Democratic control over intelligence organizations
The ongoing row between the judiciary and the intelligence service has been under discussion with its reflections of politics and law in Turkey.
The row has another dimension which very few people have focused on so far and actually it has relevance regarding the enhancement of the quality of democracy. That is the question of maintaining democratic control over intelligence organizations, without causing damage to their operations which could be covert due to their nature.

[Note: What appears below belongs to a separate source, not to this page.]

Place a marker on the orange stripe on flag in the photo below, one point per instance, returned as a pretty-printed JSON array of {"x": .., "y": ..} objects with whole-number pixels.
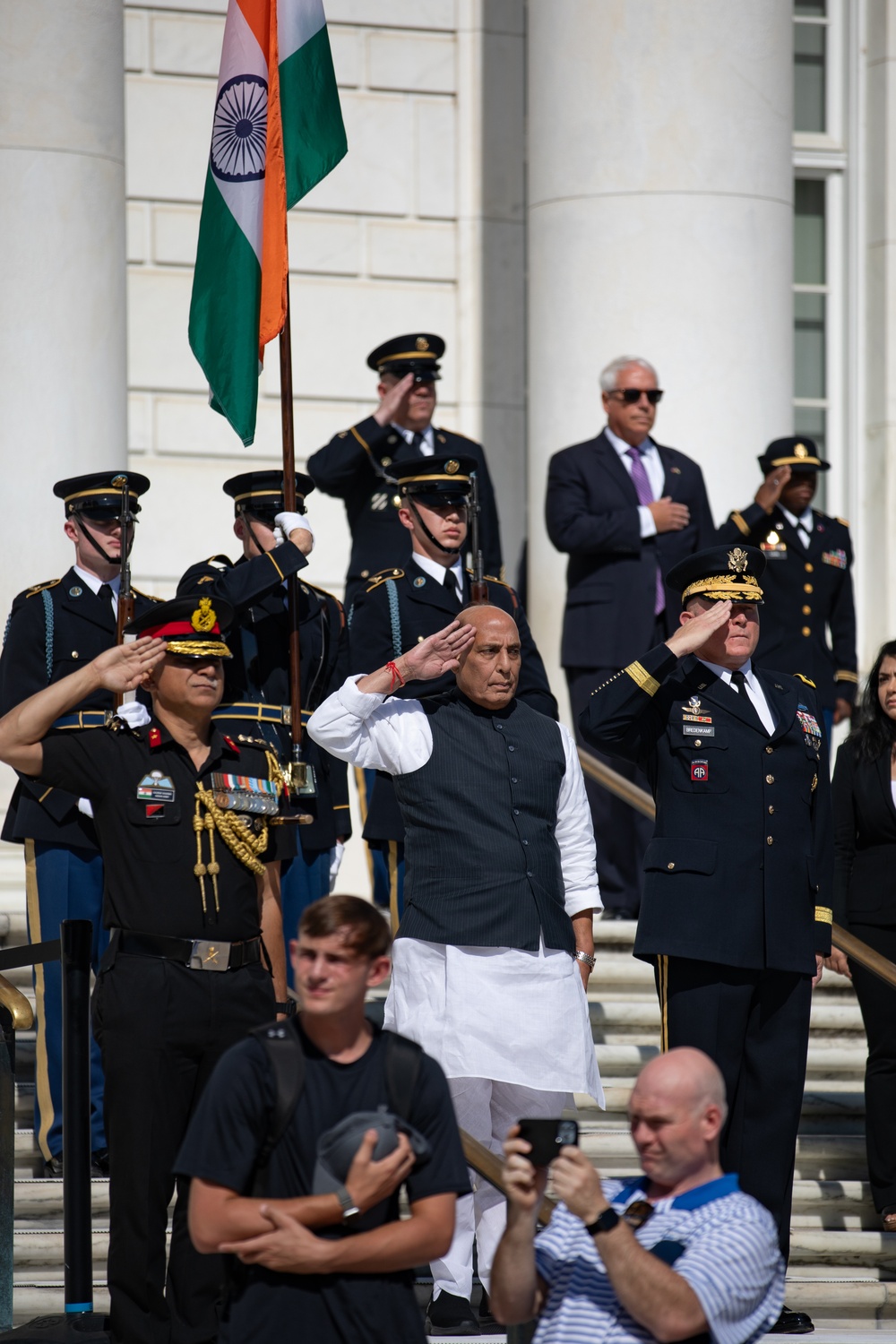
[{"x": 261, "y": 16}]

Because of the covert nature of at least some of their operations in both the human intelligence (humint) and electronic intelligence (elint) areas, the transparency of the working of intelligence organizations might not be maintained as easily as other government institutions. But what could be observed in the recent example is that not only the transparency but also the accountability of the intelligence organizations in Turkey is far from perfection.
It’s not only Turkey’s National Intelligence Organization (MİT); there are problems regarding the control over the actions of police and gendarmerie intelligence too. During the 1980s and ‘90s there were scores of murder and kidnapping cases associated with them which could only be investigated now following the adoption of the new penal code in the framework of European Union legislative harmonization efforts.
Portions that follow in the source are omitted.